Minnesota Small Business Owners Express Concerns With Federal Build Back Better Act Legislation

Date: October 21, 2021

Minnesota NFIB members shared personal stories with Rep. Dean Phillips

NFIB members in Minnesota met virtually with Congressman Dean Phillips (D-MN-03) recently to share their concerns with the proposed Build Back Better Act, a federal bill being discussed at the nation’s capital. Small business owners shared their stories, telling the Minnesota representative the ways that the legislation would hurt their ability to create jobs and expand their business. Their concerns with the bill included the creation of new mandates, tax increases, and additional penalties.

Michael Flynn, a farmer and small business owners of Amish Market Square in Winona told Rep. Phillips that “limiting our financial resources by taxing capital gains and corporate taxes will directly reduce growth and employee funds used for raises and hiring options. Lack of employees is also a major problem now. We have reduced days open at our restaurant because of employee shortages.”

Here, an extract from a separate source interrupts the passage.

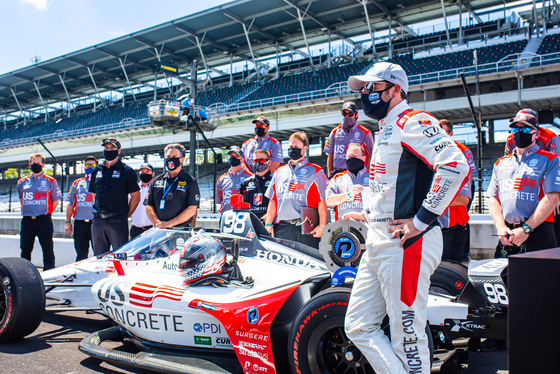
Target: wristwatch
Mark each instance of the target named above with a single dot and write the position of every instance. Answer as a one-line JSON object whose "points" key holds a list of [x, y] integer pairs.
{"points": [[528, 229]]}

NFIB is encouraging our members to take action on our latest alert to join fellow business owners in sharing how tax increases and new mandates will impact your business. 


Click here to share your story: No New Mandates and Tax Increases on Small Business.

Neal Wunderlich of Wunderlich Malec Engineering in Eden Prairie also voiced concerns with the bill, specifically with how the new proposed mandates would negatively impact not only his small business, but the small business community as a whole because small business owners don’t have the same resources as large corporations to comply with the proposed additional HR and administrative requirements.

Sharon Asmus, small business owner of TPI Custom Solutions Inc, in Minneapolis echoed the sentiments of her fellow members and added her voice regarding the proposed tax increase. “This mandate will require further planning on the part of our small family run business. In order to pay these taxes I will have to reevaluate hiring and capital investments in order to afford these tax rates.”

Kimberly Thompson, of Kimberly Thompson Insurance Agency in Bloomington shared her story, saying that not only am I a small business owner myself, I also work with a lot of small business owners and I’m hearing that they’re having trouble finding qualified employees to hire and getting people back to work. Many of these small business owners are so concerned with the proposed tax increases that they’re considering getting out of the business all-together. She’s also hearing concerns about the proposed expansion of family medical leave. Small businesses don’t have a broad base of employees to spread out the work when people use FMLA like large businesses and often times, they have to take it on themselves. For most small businesses, their money is essentially in one pot so if the employer has to pay more for increased taxes or to comply with mandates, the money would come from either laying people off or reducing benefits to cover the additional costs.

Congressman Phillips told NFIB members that he is keeping an eye on the bill and the provisions that may adversely affect small businesses here in Minnesota. He recently sent a letter to House Democratic leaders expressing concerns with many of the proposed tax increases and the proposed early expiration of the Employee Retention Tax Credit (ERTC).